Curiously enough, when I returned to the table I was smiling. 'Tell me, Daniel. Did he wear women's clothes as well?'
'Oh no.' He seemed almost offended at the suggestion. 'But he liked me to wear them. Around the house.'
I had heard enough. Now I understood the reason he had bought the property in Cloak Lane — it was the perfect cover for his sexual activities. There had never been any reason for him to divorce my mother, because she also had acted as a form of camouflage. But perhaps she had realized this all the time; that was why she remained so angry with him, even after his death. Perhaps she also suspected that my father had left me everything because I was in some way involved — but that was too hard a thought to bear. The whole of my past life had shifted now, and in these few moments had acquired a different shape. It seemed as if I must approach my own history as I approached the history of other centuries. 'Did he ever mention Doctor Dee?' was all I could think of asking him.
'Not as far as I remember.' We had both now assumed our customary manner and tone, as if we were trying somehow to reassure each other that nothing essentially had changed.
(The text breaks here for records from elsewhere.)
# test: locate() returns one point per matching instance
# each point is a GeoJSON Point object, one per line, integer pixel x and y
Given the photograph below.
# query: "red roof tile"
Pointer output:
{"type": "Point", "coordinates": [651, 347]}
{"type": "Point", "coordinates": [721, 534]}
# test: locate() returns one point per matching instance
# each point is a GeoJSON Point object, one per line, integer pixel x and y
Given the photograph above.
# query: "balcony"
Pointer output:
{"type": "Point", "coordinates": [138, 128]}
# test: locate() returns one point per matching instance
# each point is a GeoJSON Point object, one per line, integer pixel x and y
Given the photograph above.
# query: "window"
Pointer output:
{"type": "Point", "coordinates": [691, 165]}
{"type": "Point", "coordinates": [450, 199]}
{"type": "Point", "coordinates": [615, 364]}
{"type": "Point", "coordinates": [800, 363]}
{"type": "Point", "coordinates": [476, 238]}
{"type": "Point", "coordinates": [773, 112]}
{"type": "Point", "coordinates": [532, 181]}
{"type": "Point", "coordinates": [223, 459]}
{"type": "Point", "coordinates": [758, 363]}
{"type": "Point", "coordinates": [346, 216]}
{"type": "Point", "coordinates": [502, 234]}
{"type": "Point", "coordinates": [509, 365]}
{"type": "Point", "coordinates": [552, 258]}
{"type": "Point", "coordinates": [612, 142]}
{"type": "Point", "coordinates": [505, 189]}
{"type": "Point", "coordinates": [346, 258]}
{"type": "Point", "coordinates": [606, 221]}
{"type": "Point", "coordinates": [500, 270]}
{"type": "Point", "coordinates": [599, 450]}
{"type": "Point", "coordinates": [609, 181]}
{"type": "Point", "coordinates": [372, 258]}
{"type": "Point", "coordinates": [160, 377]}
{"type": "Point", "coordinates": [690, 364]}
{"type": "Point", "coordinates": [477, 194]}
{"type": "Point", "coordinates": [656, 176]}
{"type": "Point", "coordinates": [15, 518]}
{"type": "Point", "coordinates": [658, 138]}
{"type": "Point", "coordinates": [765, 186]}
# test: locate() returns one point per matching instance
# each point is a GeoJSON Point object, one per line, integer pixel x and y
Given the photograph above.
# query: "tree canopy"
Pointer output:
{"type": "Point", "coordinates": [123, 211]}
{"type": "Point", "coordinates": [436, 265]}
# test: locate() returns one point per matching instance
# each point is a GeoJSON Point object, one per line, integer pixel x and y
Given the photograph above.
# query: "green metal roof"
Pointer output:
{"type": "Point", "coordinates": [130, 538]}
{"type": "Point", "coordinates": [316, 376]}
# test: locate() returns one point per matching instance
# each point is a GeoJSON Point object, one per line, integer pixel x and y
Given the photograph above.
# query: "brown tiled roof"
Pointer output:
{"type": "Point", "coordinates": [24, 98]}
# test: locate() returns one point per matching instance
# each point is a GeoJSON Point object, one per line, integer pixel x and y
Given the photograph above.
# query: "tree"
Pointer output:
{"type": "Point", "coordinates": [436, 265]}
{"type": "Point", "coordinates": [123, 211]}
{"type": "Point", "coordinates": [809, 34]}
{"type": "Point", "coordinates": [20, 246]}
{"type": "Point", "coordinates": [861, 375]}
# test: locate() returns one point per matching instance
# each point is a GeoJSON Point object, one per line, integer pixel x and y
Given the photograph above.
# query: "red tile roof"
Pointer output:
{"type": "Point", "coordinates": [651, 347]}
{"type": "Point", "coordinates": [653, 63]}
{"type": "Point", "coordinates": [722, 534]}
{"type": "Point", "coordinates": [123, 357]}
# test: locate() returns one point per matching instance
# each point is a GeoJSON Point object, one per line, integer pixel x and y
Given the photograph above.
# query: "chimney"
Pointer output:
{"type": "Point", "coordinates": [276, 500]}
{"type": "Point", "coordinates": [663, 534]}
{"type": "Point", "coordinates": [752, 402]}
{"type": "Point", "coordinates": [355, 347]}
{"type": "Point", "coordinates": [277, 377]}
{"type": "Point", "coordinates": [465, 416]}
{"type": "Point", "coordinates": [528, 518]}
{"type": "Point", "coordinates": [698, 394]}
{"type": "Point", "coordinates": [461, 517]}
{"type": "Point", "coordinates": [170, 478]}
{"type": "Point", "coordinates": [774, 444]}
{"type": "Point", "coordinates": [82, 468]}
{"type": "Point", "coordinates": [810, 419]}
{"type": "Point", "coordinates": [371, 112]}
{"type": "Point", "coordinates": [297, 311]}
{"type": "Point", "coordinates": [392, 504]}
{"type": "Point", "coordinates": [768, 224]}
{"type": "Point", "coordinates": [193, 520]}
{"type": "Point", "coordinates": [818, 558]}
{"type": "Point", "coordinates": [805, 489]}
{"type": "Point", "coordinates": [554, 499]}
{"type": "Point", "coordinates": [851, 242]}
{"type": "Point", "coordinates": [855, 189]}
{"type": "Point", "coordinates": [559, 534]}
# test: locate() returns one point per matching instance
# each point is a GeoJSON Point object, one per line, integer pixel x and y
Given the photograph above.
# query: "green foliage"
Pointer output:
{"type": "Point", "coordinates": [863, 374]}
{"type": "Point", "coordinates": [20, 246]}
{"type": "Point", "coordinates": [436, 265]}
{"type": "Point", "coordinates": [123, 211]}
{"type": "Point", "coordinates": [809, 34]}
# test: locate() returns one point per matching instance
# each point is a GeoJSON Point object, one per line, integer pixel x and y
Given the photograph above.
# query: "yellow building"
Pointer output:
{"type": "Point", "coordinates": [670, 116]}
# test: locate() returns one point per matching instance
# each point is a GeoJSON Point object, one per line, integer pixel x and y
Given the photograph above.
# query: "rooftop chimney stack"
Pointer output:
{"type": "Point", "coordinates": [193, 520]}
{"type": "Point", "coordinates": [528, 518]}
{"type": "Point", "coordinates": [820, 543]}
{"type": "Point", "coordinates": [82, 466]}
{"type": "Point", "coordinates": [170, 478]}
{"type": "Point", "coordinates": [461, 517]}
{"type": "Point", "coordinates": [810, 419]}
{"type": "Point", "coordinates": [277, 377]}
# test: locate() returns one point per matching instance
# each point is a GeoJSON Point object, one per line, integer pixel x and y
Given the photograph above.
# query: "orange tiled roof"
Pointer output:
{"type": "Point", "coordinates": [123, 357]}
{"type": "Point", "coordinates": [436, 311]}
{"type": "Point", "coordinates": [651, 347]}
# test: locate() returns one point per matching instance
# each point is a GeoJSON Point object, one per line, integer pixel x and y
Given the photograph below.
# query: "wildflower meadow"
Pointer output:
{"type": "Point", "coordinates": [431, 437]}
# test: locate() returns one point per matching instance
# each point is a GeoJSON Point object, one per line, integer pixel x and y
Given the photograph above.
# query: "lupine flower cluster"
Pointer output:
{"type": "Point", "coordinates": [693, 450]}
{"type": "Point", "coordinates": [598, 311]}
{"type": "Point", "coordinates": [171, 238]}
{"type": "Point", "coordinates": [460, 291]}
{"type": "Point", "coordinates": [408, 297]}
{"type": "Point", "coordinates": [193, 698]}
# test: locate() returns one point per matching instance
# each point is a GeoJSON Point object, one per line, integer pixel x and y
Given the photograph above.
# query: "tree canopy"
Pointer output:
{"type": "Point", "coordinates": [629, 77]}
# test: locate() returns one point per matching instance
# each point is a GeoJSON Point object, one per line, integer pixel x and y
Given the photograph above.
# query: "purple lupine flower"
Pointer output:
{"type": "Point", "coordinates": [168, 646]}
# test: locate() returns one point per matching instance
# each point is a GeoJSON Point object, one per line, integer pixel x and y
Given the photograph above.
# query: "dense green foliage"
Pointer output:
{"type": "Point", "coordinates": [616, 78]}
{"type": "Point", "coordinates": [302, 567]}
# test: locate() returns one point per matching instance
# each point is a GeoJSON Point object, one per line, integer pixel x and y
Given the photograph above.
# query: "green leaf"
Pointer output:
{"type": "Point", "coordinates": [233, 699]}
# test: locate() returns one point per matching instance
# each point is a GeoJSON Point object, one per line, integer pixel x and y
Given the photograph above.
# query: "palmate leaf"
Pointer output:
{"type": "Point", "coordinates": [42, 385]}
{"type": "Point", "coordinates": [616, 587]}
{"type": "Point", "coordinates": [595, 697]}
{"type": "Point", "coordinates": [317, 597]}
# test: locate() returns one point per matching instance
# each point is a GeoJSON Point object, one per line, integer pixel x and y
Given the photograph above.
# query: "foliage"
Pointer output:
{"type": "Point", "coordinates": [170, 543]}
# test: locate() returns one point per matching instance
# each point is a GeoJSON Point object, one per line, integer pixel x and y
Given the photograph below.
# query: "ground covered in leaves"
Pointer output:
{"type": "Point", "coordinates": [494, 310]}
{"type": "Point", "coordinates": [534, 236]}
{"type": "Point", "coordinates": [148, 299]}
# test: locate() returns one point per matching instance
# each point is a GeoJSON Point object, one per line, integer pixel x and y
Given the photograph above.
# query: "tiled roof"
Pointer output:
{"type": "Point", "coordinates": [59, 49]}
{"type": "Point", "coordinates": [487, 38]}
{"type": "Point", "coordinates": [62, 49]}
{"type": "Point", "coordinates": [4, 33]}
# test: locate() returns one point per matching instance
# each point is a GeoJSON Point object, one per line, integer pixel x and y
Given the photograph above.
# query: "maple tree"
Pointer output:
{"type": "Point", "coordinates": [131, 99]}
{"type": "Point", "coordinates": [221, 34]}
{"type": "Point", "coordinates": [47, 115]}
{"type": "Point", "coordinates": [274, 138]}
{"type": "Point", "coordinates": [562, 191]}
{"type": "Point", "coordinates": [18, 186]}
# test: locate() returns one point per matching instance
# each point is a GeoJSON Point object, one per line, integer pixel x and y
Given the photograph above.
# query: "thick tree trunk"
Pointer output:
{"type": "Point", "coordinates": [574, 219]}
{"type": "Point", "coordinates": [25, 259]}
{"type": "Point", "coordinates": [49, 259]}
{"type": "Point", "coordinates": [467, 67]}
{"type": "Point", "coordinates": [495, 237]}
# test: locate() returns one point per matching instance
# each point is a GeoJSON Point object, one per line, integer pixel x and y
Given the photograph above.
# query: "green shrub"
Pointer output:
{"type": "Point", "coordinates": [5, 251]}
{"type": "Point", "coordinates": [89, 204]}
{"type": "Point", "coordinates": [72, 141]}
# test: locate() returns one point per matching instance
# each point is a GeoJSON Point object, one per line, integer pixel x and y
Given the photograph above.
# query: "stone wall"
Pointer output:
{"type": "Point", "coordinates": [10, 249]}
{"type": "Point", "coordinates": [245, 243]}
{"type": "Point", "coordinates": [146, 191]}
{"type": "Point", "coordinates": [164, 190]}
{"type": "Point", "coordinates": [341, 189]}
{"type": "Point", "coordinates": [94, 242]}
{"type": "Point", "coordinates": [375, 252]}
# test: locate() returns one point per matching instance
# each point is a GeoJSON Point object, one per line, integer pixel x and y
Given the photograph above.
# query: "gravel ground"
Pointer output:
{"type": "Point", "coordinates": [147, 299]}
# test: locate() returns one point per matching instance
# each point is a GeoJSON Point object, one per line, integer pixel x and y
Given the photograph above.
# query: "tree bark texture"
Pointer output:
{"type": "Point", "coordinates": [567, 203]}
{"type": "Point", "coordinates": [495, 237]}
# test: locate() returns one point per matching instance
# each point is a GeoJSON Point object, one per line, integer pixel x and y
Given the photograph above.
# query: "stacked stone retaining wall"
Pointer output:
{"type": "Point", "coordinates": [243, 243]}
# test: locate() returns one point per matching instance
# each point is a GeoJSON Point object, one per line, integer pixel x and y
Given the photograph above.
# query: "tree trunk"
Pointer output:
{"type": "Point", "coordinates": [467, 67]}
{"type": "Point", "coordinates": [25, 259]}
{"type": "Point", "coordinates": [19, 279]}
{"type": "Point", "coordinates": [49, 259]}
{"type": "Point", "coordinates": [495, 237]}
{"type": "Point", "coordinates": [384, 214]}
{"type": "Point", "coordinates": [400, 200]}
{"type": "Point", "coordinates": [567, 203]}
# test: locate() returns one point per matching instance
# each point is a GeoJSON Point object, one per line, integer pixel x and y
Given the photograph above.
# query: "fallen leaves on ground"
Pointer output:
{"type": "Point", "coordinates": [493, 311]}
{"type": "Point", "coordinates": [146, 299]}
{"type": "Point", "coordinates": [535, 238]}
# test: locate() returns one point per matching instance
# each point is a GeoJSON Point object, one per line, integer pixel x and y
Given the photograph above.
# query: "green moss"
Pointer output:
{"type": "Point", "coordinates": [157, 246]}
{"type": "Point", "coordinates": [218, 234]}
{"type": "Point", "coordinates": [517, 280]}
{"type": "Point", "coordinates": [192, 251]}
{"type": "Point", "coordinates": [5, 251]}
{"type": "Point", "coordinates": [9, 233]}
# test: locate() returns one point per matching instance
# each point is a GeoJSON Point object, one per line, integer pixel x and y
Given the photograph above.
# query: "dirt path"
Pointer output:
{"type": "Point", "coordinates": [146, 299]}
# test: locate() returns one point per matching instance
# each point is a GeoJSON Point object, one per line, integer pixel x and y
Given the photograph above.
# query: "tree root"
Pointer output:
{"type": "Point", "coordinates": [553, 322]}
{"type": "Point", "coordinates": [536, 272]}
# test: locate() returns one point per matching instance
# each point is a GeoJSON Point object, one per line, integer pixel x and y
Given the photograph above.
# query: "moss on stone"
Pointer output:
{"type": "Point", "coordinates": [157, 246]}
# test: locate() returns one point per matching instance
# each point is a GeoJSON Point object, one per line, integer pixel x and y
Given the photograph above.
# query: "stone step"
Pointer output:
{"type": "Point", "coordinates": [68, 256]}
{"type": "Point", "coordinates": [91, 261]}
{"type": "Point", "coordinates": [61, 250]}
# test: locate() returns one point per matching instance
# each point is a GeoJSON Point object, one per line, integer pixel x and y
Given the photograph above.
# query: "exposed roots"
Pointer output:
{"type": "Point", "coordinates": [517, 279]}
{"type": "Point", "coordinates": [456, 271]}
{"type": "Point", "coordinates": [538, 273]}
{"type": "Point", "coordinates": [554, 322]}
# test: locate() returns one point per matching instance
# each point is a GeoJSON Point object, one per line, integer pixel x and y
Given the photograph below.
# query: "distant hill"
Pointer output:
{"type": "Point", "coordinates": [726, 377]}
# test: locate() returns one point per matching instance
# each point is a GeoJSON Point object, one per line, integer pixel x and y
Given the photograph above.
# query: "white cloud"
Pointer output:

He ate his food very quickly, stuffing it into his mouth and swallowing it voraciously. 'But he did say that there was something special about the house. He thought that something had once happened there, and he wanted to restore it. Or relive it. I'm not sure what he meant. But that was why — ' Once more he hesitated.
'It's a little late to keep any secrets.'
'He believed in something called sexual magic. He believed that you could raise spirits by practising, well, certain things.'
'And did he?'
'Did he?'
'Did he raise the spirits?'
'Of course not.'
So here was another truth with which I had to become reconciled. My father had practised magic in Cloak Lane, in the vain hope of conjuring up the ghosts of the past; that, at least, seemed to be the substance of Daniel's confession to me. He had performed some kind of sexual rite for the sole purpose of finding something which, he believed, still resided within the house. Could it be connected with his speculations about the homunculus? There were dark passages and corners here which I did not want to explore. In any case he should have known something I was now beginning to understand from my knowledge of John Dee: only love can restore life. The rest is illusion, and trickery, and nonsense.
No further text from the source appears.